Não deixa de ser irónico observar que o Fausto, que era a trave-mestra de todo esse projecto, juntamente com o Padre, Pinho de seu nome , se bem me lembro, ser já na altura agnóstico praticante, e, politicamente, começara a acordar à esquerda....

Alinhamento e sequência dos temas que tocávamos dos Beatles:

A Hard Day's Night, Boys, I Saw Her Standing There, Yes It Is, If I Fell, Till There Was You, Nowere Man, Oh Darling, I Wanna Hold Your Hand, I Feel Fine, Honey Don't, Twist and Shout.

As músicas iam entrando no nosso reportório à medida que os discos nos chegavam á mão.

Lembro-me que ensáiamos o "Till There Was You" e o "Yes It Is" no comboio, a caminho do Lobito, pois deram-nos o disco no dia anterior e o Fausto tirou a musica e a letra e ensinou-nos as musicas nessa viagem, que durou uma noite e perto de um dia inteiro.

Só depois de as ensaiarmos, é que ouvimos as ditas, num qualquer hotel no Lobito, e fizemos as correcções necessárias, horas antes de as tocarmos ao vivo, no Kalunga de Benguela.

Imaginem o thrill que nós sentíamos e a resposta daquele publico, virgem, ao ouvirem em primeira mão estes temas. Muita daquela gente, nem sabia o que eram os Beatles, mas a musica deles fulminou-os como um raio divino e mudou a vida de muitas almas..... as nossas incluídas.
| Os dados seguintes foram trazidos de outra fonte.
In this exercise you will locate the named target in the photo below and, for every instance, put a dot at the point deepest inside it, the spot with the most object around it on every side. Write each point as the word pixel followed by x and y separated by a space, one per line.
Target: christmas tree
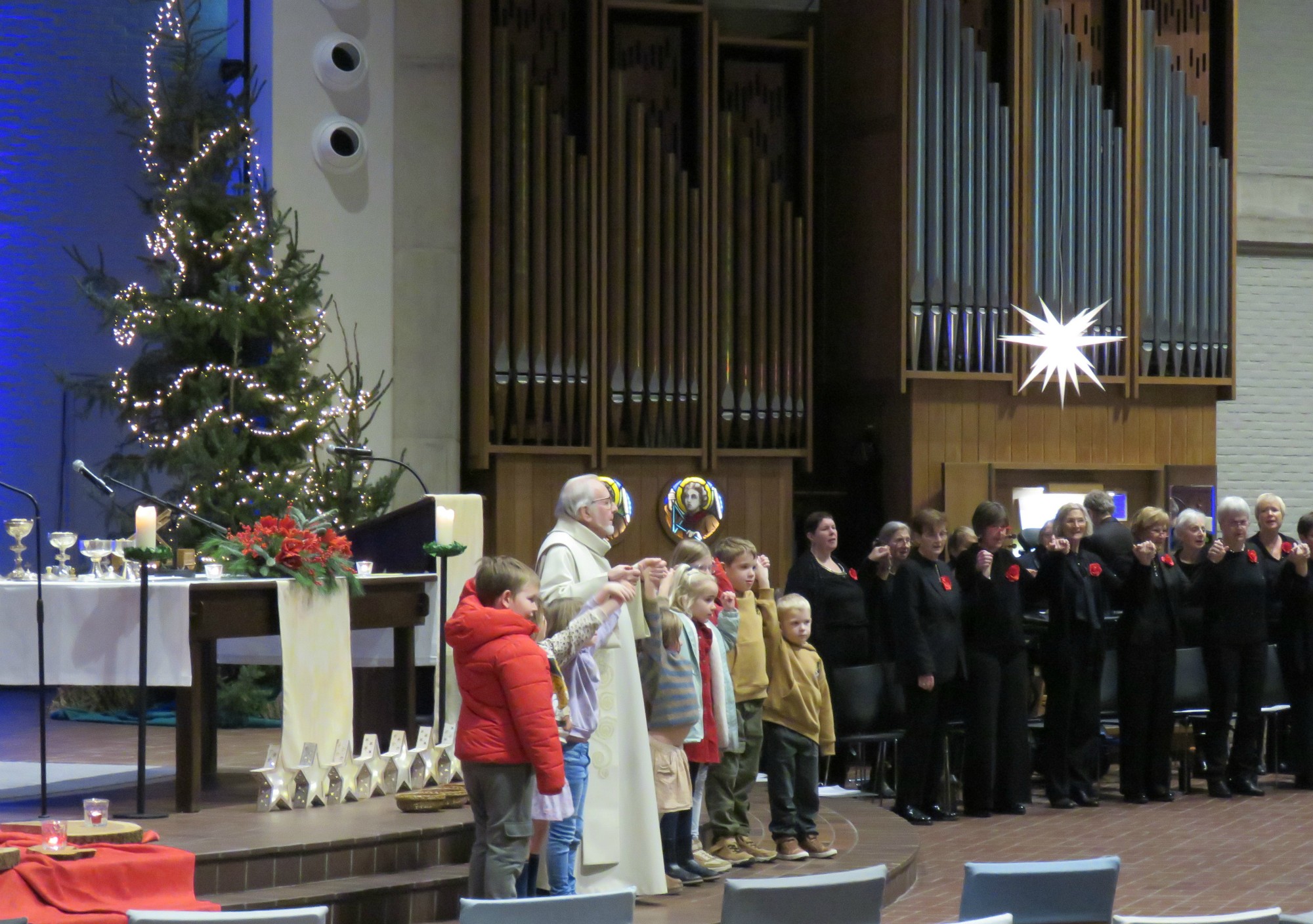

Sobre a Burns Black Bison, foi construída por um english man de seu nome Jim Burns e obedecia a algumas caracteristicas, sugeridas pelo Hank Marvin, dos Shadows.

Portanto ainda hoje, são instrumentos miticos e únicos, pois eram, nessa época, feitos á mão e sujeitas a um controle de qualidade muito rigoroso.
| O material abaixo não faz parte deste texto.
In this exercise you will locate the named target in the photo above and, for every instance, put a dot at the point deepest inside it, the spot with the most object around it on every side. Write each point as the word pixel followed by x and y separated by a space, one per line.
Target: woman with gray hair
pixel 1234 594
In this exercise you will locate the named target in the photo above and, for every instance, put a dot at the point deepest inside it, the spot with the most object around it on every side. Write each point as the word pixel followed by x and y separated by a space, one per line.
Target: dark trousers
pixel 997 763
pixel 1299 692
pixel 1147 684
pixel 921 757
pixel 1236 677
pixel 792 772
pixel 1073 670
É engraçado que ainda há pouco fui jantar com um amigo angolano, José Maria Coelho que, sem saber destas escritas, a meio do jantar, me perguntou pela Burns em causa.

Imagina o impacto q essa guitarra causou, quando apareceu em 1964.

Colaboração de Vicky

terça-feira, 12 de agosto de 2008

FAUSTO ENQUANTO YÉ-YÉ


Campas Nunes (teclas), Rui Chaves (baixo), Vicky (vocalista e ritmo), Tony Matos (baterista) e Fausto (viola solo e vozes) - foto de 1965

Fausto, prestigiado cantor da Língua e da História Portuguesas, foi músico yé-yé nos seus tempos de juventude em Angola. Fez parte dos Rebeldes, como a imagem documenta (primeiro à direita).

Quem o recorda é Vicky, seu companheiro no conjunto.

A banda formou-se em 1963. Eu e o Fausto só entrámos em 1964. Tocávamos essencialmente Beatles, mas por vezes fazíamos bailes e aí tocávamos tudo o que estava na moda, além de Beatles: Roberto Carlos, música africana (merengues), tudo o que uma banda de baile tocava na altura.

O Fausto anda aí. Os outros elementos estou em contacto permanente com eles e inclusivé já falámos sobre a possibilidade de nos reagruparmos, para fazer uns concertos.

Gravámos uns temas para o Rádio Clube do Huambo, mas nunca foram editados. Um dos temas, de autoria do Fausto, "Boneco Chorão", chegou ao nono lugar nas tabelas de Angola. Não sei aonde param essas gravações.

Houve o tal episódio no Festival Ié-Ié de Launda, no qual ficámos em primeiro lugar, mas a Maria Supico Pinto, presidente do Movimento Nacional Feminino, foi aos camarins entregar-nos o prémio monetário e disse que os Rocks, do Eduardo Nascimento, eram os verdadeiros representantes de Angola.

Alegou que eram todos negros, daí seriam eles a ficar com o resto do prémio, ou seja, vinda para a metrópole e gravação de um disco na Valentim... salazarices de merda. Injustiça do tamanho do mundo . Éramos superiormente melhores do que os Rocks, em todos os aspectos.
Percorremos Angola de norte a sul. Saíamos à quinta-feira para ir tocar a Malange ou a Sá da Bandeira, ou seja, três dias on the road, só para fazer um gig, e na 2ª feira ... back home, por matas e desertos... nunca tivémos um problema, isto entre 1964 e 1966.

Na foto, reparem nas nossas botas à Beatle!